船东通过超低速航行降低航次费用,能够在一定程度上改善自身的净收益,但这并不直接等同于运价议价能力的增强——超低速航行主要是船东在市场低迷时争取正收益的被动手段,而非主动提升议价能力的工具。成本端的节约可能让船东在运价谈判中拥有更大的降价空间,但若超低速航行成为行业普遍行为,则整体运价下限被重塑,货主难以获得进一步降价。海运产业链的价格传导机制中,成本节约是否最终通过更低运费传导至货主,取决于供需格局和船东的利润留存意愿。

超低速航行如何影响船东议价能力

负运价是市场低迷时按照标准参数和模型计算的理论值,例如 VLCC 的 TCE 运价曾出现负值。实际上,船东会通过超低速航行等方式降低燃油费等航次费用,争取净收益为正。这种操作让船东在运价谈判中拥有更大的降价空间——成本降低后,即使运费收入偏低,船东仍可能维持正收益,从而削弱其坚持高运价的议价意愿。但当超低速航行成为行业普遍行为时,所有船东的成本结构同步下移,运价下限被集体重塑,货主难以获得超出成本节约幅度的进一步降价。

海运产业链的价格传导机制

油运产业链的价格传导并非简单的成本加成。油轮运费受供需、政治、金融三重因素影响,波动幅度常大于油价波动。例如,当石油需求低迷、陆上储油设施装满时,油轮作为浮动储油设施的需求增加,运费反而可能上升。成本节约(如超低速航行节省的燃油费)是否通过更低运费传导至货主,取决于市场供需的紧张程度:在运力过剩时,船东可能被迫让利;在运力紧张时,船东更倾向于将成本节约保留为利润。此外,油轮运价指数 BDTI 和 BCTI 能清晰反映当期盈利情况,是观察传导效果的重要指标。

常见问题

超低速航行能完全消除负运价吗?

不能。
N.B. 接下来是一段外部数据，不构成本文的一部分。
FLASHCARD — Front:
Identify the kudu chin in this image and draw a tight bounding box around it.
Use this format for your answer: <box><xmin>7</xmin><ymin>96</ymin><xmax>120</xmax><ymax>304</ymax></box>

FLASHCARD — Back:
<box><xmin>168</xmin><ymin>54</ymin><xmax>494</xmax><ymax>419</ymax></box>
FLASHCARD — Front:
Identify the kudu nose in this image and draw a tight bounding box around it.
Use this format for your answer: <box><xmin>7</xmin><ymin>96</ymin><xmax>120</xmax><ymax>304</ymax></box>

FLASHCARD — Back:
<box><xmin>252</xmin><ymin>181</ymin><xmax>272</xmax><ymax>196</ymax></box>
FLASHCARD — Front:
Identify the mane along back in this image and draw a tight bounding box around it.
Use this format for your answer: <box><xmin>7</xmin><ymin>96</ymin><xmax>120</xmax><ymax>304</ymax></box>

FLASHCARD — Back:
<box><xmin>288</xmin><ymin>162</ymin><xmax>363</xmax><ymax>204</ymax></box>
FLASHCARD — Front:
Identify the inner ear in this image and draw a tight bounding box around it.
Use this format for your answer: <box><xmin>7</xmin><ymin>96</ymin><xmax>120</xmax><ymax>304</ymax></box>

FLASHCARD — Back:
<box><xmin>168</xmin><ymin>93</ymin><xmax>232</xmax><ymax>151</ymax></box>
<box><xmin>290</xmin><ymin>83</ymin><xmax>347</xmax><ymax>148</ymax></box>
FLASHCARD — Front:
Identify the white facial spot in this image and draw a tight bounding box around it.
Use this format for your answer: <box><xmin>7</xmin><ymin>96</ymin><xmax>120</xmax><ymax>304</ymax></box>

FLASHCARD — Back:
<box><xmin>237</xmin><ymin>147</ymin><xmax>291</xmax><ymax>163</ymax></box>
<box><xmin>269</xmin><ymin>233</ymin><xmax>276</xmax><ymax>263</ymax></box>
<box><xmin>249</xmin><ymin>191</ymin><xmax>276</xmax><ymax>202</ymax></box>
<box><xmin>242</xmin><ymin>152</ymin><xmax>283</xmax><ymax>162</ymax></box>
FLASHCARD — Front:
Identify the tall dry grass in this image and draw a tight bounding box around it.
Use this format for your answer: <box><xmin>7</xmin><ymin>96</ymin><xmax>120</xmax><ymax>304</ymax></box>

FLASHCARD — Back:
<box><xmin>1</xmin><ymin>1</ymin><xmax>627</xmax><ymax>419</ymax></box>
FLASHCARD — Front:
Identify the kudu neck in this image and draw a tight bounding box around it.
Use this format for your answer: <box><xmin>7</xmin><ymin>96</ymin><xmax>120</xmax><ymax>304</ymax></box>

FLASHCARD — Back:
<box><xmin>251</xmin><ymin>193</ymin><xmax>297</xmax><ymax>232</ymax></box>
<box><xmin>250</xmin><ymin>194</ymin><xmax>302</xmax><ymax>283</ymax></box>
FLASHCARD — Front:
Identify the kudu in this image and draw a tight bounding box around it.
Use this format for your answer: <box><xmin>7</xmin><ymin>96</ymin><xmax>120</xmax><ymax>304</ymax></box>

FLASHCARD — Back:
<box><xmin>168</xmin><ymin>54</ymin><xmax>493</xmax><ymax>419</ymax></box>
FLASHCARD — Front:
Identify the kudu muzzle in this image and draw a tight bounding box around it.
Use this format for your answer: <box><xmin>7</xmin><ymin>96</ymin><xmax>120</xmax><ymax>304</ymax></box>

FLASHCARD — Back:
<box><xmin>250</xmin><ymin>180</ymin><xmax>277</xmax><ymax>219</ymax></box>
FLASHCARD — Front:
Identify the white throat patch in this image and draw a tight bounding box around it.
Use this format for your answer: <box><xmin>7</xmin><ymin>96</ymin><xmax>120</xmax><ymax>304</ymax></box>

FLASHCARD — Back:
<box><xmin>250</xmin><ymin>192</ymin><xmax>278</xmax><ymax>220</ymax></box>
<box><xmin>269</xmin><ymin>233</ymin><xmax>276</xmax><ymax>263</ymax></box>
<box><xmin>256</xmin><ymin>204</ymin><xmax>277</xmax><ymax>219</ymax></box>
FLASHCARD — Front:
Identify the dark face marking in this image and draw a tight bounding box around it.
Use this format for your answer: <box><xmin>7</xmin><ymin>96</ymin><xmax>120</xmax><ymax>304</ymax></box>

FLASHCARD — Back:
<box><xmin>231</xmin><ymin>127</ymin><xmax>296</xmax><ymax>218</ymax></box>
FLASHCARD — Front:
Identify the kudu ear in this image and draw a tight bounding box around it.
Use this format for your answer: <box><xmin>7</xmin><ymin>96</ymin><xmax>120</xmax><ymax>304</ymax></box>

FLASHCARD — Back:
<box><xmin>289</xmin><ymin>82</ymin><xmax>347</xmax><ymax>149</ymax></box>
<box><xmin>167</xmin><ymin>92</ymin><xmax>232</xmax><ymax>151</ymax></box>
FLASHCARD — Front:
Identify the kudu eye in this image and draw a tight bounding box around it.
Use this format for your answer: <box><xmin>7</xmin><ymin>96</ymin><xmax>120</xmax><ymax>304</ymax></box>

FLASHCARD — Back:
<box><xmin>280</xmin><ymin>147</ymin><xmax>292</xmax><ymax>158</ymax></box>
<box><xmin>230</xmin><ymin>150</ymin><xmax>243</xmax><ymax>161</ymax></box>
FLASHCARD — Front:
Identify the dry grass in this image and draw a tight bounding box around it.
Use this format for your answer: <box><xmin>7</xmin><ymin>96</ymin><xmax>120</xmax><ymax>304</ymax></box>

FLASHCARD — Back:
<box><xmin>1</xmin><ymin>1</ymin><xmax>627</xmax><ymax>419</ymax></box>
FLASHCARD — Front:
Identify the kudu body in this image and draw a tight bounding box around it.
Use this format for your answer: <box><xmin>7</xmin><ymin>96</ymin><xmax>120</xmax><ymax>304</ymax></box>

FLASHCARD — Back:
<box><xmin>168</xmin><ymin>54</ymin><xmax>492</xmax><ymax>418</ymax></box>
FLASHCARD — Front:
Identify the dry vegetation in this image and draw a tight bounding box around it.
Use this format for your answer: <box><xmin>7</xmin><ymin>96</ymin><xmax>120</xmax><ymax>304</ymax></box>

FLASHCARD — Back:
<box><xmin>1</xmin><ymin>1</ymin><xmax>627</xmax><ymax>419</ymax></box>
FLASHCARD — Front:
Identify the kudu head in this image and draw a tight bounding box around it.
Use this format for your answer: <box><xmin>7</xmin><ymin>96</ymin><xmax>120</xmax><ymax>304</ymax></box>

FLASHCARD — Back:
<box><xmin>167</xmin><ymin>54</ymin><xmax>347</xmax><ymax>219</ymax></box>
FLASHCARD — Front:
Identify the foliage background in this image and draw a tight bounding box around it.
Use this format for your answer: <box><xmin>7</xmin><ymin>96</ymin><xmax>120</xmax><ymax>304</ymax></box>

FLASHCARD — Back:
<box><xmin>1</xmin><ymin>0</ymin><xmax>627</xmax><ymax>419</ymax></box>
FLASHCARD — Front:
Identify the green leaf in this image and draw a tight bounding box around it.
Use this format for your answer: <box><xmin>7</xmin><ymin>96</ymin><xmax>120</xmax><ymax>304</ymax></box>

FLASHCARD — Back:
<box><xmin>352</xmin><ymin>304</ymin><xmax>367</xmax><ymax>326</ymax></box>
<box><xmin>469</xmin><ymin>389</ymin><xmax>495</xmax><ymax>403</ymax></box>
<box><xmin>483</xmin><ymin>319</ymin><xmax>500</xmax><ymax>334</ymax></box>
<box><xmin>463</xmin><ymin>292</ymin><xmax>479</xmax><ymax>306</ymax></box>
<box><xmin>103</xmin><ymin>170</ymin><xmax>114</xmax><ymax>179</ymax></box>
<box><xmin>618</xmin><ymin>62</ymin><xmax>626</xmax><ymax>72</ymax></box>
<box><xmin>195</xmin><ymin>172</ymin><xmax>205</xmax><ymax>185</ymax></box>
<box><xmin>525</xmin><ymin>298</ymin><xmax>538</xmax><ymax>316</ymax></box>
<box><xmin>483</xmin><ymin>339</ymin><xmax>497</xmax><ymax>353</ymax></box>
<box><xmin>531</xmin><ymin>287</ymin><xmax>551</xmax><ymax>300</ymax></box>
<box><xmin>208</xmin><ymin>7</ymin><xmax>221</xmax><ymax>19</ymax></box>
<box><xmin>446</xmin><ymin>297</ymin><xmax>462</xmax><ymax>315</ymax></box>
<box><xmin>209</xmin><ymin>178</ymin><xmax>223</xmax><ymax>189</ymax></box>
负运价是理论计算值,超低速航行可降低航次费用、争取净收益为正,但无法消除市场供需失衡带来的理论负值。

成本节约一定会让货主受益吗?

不一定。若超低速航行是行业普遍行为,整体运价下限被重塑,货主难以获得额外降价;若运力紧张,船东更可能将节约的成本保留为利润。

油运价格传导与集运有何不同?

油运产业链更复杂,油轮既是运输工具又是存储工具,运费受库存周期、政治博弈和金融因素影响,传导机制比集运更具波动性。